The BoT plans to reduce the cap rate

A reduction of 1 to 2% likely to reduce the debt burden

The ceiling interest rates on consumer loan products, which are currently above 20% per annum, are expected to be reduced by at least 1-2%, following government appeals to the Bank of Thailand (BoT ) review credit card interest rates. and personal loans to combat household debt.

An executive at a financial institution, who spoke on condition of anonymity, said the central bank will hold a meeting with financial institutions this week to discuss reduced rate caps for certain types of consumer loans.

The focus will be on retail loan products with interest rates above 20% per annum, including personal loans, auto title loans and nano and pico-finance.

“The cap rates are expected to be reduced by 1 to 2% and will last at least until the end of next year. The cut in cap rates and other relevant details are expected to be completed by next week,” he said. added the source.

As part of the BoT’s debt restructuring program for personal loans to ease the financial burden on individual borrowers amid Covid-19, the regulator reduced the annual ceiling rate for personal loans from 28% to 25%, auto title loans 26% to 24%, and credit card loans 16% to 12%. However, regulators have set the cap rates for nano-finance and pico-finance at 33% and 36% respectively.

The source said the reduction would focus on existing retail loan borrowers, who are paying higher than interest rates as part of the central bank’s debt restructuring measures.

The main groups that will benefit from the reduction are those affected by the Covid-19 pandemic and grassroots people. Lowering rates will not help increase the ability of fragile borrowing groups to repay their debt, but ease the financial burden.

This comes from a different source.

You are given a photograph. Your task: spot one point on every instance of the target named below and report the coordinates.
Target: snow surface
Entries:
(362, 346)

“Lowering the cap rate will help borrowers maintain residual income. Initially, it is expected that each 1% cut will help reduce total interest payments by around 2.5 billion baht per year,” he said. he declared.

However, the drop in rates will affect non-banks, auto loan and auto title lending providers, which are key players in consumer loan products, rather than commercial banks. Overall, financial institutions will feel the impact of lower interest income.

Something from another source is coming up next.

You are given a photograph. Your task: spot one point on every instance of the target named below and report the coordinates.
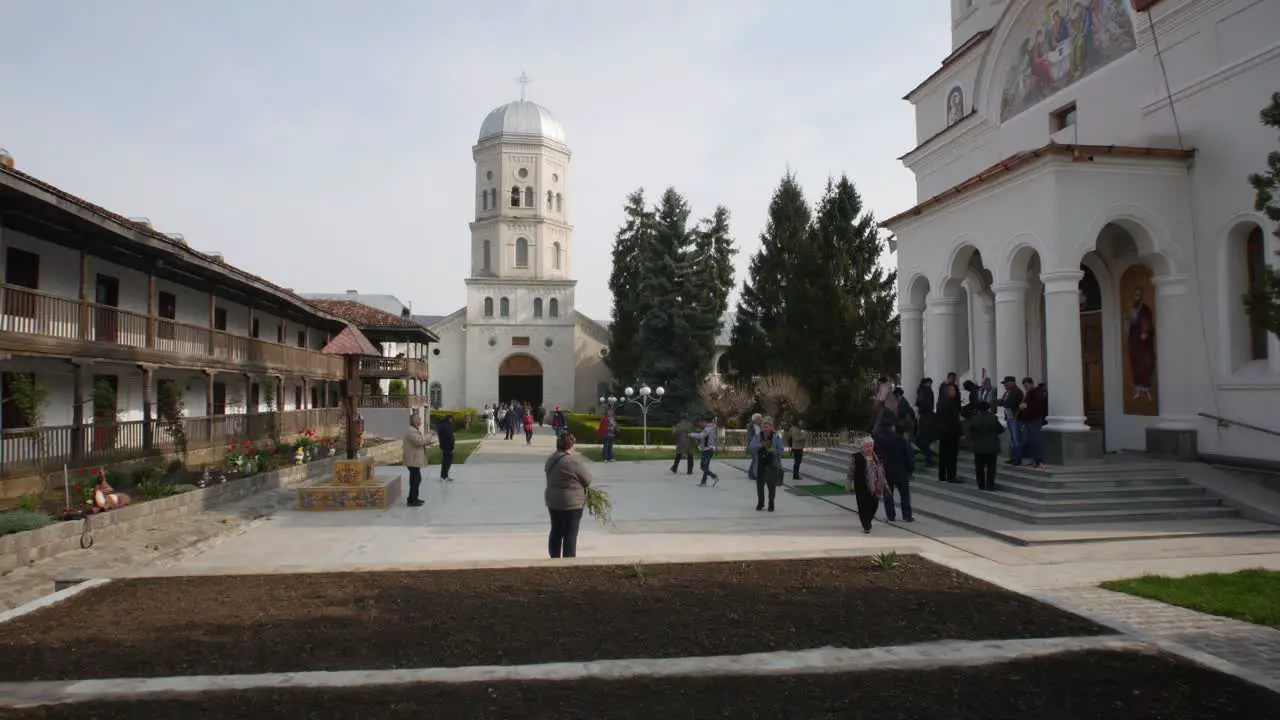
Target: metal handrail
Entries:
(1225, 422)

Prime Minister General Prayut Chan-o-cha last week called on the central bank to review interest rates on credit cards and personal loans in an attempt to tackle high household debt. Prepared measures to resolve debt problems include reducing the burden of people’s interest rates, adjusting debt repayment and promoting competition for lower interest rates.

Thai household debt stood at 14 trillion baht in 2020, or 89.3% of gross domestic product (GDP).

According to central bank data, in December 2020, household debt resulted from credit cards and personal loans. The debt burden covering principal loans and interest on these two unsecured loan products represents 58% of total consumer loans.

According to data from the National Credit Bureau in the fourth quarter of 2020, total household debt outstanding was 12.240 billion baht, of which 519.71 billion baht was in credit card loans, a growth of 1 , 2% year-on-year.

The remaining 2.41 billion baht were personal loans, up 12.2% year on year; 2,470 billion baht were in auto loans, down 1.4% year on year; 4.3 trillion baht were in home loans, up 6.8% year on year; Baht 359.52 billion were overdraft loans, down 40.8% year on year; and 2.17 trillion baht were other loans, growing 3.3% year over year.